On a recent visit to Southern Fabricators Inc., Polkton, N.C., l learned how brothers Ken Carpenter Sr. and Everett Carpenter first set up shop in 1968 in a tiny 10,000-sq.-ft. facility that just so happens to be the size of its powder coating department today. Let's just say the company has done well over the years, and the last couple of years, even with the recession, haven't slowed it down.
One of the company's keys to success has been its willingness to take on all sorts of fabricating jobs. If it can be done, Southern Fab will try to make it happen. Such was the case in the early 1970s when a gentleman showed up at the front door asking the Carpenters if they could fabricate boxes for an electrical application. After Ken offered up a "yes," the gentleman went back to his car and retrieved blueprints. As it turns out, the visitor had been charged with finding a fabricating source that could replicate the services of a unionized shop that was to be shuttered in accordance with corporate directives.

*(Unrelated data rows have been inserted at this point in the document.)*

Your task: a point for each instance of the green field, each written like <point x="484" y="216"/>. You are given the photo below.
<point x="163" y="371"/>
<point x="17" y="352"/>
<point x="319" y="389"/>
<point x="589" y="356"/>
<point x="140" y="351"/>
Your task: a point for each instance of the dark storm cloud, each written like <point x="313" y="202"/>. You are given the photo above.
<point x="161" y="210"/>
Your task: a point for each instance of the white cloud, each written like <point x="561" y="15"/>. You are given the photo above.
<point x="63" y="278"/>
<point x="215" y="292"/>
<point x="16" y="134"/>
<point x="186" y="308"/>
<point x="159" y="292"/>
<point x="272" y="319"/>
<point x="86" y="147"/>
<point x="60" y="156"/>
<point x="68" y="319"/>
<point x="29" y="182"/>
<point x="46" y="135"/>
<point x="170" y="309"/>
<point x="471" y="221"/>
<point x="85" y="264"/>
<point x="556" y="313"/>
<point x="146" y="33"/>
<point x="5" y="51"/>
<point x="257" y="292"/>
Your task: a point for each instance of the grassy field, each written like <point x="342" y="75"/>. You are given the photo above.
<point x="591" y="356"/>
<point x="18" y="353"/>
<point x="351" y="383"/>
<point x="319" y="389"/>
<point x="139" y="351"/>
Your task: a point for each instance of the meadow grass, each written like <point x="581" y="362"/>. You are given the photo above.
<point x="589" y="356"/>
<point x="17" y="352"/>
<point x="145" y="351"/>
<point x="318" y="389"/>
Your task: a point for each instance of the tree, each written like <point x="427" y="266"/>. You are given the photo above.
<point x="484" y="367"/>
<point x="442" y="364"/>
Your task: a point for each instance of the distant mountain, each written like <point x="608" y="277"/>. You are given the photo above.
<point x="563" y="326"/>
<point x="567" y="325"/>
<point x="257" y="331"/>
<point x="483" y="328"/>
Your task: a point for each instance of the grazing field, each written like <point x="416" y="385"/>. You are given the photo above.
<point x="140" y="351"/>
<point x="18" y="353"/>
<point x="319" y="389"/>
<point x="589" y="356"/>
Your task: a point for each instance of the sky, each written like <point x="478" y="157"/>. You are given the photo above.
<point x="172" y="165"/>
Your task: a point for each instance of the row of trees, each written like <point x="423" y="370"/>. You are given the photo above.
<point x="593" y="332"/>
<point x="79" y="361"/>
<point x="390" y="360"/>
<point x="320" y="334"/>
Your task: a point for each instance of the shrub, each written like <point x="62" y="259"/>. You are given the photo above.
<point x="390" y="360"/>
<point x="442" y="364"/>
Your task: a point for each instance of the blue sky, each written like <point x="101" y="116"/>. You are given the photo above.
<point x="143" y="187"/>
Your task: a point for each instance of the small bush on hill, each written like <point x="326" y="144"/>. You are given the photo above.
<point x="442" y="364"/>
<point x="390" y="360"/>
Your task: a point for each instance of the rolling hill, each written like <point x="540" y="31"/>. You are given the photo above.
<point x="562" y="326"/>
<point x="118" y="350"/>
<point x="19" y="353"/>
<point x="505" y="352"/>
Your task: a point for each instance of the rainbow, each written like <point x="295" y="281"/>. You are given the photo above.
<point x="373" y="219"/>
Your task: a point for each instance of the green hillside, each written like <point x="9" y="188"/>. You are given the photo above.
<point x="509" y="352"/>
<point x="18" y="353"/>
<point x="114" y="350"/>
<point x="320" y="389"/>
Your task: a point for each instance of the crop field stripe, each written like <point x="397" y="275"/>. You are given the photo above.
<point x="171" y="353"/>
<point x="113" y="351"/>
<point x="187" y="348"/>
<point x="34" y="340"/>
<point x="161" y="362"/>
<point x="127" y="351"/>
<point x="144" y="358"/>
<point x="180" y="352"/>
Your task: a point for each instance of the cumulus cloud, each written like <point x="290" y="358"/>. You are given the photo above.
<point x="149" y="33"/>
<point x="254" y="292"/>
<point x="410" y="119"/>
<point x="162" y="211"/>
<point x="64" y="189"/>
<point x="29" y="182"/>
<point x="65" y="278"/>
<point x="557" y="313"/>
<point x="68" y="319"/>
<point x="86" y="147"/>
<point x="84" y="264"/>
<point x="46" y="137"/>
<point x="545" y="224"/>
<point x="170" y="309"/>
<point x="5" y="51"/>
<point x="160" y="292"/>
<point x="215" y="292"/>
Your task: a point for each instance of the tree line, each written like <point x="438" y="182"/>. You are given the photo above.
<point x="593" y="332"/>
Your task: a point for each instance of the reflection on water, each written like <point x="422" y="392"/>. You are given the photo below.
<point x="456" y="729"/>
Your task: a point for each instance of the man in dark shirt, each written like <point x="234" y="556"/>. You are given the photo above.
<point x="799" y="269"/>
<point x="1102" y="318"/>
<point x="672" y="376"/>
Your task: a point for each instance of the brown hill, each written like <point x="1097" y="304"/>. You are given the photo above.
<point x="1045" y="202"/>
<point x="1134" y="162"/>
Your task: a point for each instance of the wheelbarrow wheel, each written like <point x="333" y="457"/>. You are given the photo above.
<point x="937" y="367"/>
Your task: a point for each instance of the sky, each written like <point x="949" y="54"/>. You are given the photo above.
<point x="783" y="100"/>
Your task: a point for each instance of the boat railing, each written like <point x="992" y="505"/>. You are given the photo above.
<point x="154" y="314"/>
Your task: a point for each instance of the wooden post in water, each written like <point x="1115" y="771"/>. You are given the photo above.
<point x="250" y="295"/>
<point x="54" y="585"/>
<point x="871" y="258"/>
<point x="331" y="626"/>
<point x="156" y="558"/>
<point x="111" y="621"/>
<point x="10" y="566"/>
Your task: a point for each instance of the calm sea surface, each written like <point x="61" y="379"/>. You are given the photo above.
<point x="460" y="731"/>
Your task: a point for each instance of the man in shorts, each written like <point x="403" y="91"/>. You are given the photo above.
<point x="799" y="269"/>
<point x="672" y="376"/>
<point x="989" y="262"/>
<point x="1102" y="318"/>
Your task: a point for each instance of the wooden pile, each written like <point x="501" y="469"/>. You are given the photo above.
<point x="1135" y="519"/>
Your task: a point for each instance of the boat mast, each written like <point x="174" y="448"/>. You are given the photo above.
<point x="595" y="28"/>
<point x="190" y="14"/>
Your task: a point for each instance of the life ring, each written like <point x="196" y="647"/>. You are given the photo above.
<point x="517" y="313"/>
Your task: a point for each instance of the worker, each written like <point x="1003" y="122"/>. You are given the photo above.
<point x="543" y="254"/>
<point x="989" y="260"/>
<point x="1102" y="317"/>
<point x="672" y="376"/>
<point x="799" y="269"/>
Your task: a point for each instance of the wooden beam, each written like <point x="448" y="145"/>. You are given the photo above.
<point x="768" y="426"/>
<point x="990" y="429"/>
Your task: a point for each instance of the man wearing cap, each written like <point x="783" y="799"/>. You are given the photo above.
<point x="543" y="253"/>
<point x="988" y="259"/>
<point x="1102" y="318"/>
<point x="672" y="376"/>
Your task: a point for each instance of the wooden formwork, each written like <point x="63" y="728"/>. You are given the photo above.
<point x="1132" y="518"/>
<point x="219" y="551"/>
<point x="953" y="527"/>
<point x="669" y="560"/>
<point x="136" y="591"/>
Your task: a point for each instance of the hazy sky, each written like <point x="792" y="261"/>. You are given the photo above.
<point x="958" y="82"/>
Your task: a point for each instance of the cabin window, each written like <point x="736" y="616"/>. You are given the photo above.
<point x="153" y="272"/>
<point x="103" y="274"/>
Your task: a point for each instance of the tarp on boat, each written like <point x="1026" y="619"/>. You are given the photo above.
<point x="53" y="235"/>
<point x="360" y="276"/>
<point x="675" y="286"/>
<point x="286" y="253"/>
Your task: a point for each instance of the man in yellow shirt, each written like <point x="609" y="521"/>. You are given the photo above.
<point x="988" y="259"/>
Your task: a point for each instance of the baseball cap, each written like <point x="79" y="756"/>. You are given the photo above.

That scenario—with different companies closing and new opportunities being found in the South—has been played out hundreds of times since then. That manufacturing migration probably has had as much influence on the loss of manufacturing jobs in the Rust Belt as the shift of work to overseas sources. In both instances, companies are simply chasing cheaper labor dollars.
It continues to this day, with foreign automakers setting up shop all across the South, the latest of which is Volkswagen boarding the Chattanooga Choo Choo to assemble vehicles in the Tennessee town. As many economic development directors will tell you, these assembly facilities also bring suppliers with them, who also set up their own manufacturing facilities in the area. The combined economic impact of the automobile OEM and its supply chain is huge.
All this comes to mind because the U.S. is in the midst of remembering the 150th anniversary of the Civil War, or the War Between the States, as some Southerners might say. Even today, this nation's bloodiest conflict still strikes up clear divisions between this country's citizenry.
Today, on the economic front, the regions are trading verbal barbs instead of shot and cannonballs. In the most general sense, the South claims lower taxes and a less-expensive, hard-working labor pool, and the North boasts of infrastructure advantages and access to a more skilled workforce. Truthfully, states are attacking each other, even if they reside on the same side of the Mason-Dixon Line.
When it comes to the chase for manufacturing jobs, this "conflict" has opened up on all fronts. All states—from sea to shining sea—want the well-paying jobs associated with manufacturing, and they will act aggressively to recruit them.
But forgive me if I still think of it as a North-versus-South tussle. Great differences exist between those who eat stuffing and the others who eat dressing at Thanksgiving, and I can't get it out of my head—being a native of Louisiana who lives in the Chicago suburbs. During my travels I've witnessed talented metal fabricators in both the North and South—all of whom would be positive additions to any supply chain.
Let's just call this effort to attract the world's manufacturing companies a "civil" contest. Each region can celebrate its differences, and the country can continue to benefit from this diversity.